There are several potential work-arounds here. For example, you may find a link on the page that takes you back to the original URL. There may also be utilities that can save these URLs for you (although the one I had been using no longer works in Snow Leopard). Or you can simply go to the Info window for the .webarchive file in the Finder. Here, in the “More Info” section, you’ll find an item called “Where from.” This item lists the original URL.
While this item is found both in Mac OS X 10.5 (Leopard) and 10.6 (Snow Leopard), there’s a critical difference. And herein lies the tip. In Mac OS X 10.5, you cannot select and copy the URL. This means, if you want to “transfer” the URL to a document, you have to manually retype it (with the chance that you’ll make a typing error). This is remedied in Snow Leopard. You can now just drag your cursor across the URL and select Copy. This means you have easy and automatic access to the original URLs for every saved Web page.
Scroll through multi-page articles
There are few things I find more irritating when Web browsing than a site that forces me to click a series of “Next” buttons to view the contents of an article — especially so when the material is so brief that it could easily fit on one page.

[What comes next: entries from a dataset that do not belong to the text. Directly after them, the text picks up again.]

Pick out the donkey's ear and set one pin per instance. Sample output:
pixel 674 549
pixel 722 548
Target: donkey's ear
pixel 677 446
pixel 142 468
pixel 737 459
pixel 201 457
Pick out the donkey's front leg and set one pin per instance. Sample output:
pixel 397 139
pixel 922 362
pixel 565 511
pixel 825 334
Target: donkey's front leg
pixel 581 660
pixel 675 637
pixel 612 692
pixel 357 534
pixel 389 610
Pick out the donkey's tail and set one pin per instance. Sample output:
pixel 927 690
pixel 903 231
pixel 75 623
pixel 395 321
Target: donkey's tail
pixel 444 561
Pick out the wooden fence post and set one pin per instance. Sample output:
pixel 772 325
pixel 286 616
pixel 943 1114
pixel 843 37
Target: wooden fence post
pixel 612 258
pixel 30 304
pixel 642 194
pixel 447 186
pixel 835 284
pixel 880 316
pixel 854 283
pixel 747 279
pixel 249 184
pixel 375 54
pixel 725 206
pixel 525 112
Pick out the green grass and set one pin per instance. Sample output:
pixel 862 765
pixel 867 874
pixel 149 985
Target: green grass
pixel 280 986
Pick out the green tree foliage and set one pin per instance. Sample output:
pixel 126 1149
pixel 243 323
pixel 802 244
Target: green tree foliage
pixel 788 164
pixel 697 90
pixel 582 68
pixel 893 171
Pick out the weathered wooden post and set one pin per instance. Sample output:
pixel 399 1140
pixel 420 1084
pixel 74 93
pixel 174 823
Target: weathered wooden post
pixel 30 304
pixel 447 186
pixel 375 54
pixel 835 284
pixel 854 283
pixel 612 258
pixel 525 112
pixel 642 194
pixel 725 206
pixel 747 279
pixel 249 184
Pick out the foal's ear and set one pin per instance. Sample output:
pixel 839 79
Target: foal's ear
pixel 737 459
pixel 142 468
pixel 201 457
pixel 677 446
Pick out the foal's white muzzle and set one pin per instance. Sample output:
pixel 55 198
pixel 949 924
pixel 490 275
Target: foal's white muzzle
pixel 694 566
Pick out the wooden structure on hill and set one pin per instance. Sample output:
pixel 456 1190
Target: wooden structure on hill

I’m talking about articles where every couple of paragraphs are on a new page, so that you have to continually click to keep reading, waiting for the page to reload each time. Or “top ten” lists, where each item on the list is on a separate page. Most often, sites do this so as to generate more ad income (as income can depend on the number of times an ad appears). Maybe I’m over-reacting here, but I find this so annoying that I often refuse to play the game and leave the site.
Not anymore. I now use PageZipper. This add-on has been around for almost a year, but I just learned of it a couple of months ago. So I’m assuming you may yet not be aware of it. If so, you have to check it out. With this great utility, you simply use the scroll bars to scroll through the multiple “next” pages. Each time you reach the end of one page, the next page automatically appears. No clicking buttons is required. I have used this with literally dozens of sites now, and it has worked perfectly in almost every instance.
As a bonus, if you want to save the material, the single saved Safari .webarchive file contains all the pages that you scrolled through, eliminating the need to save a separate file for each page.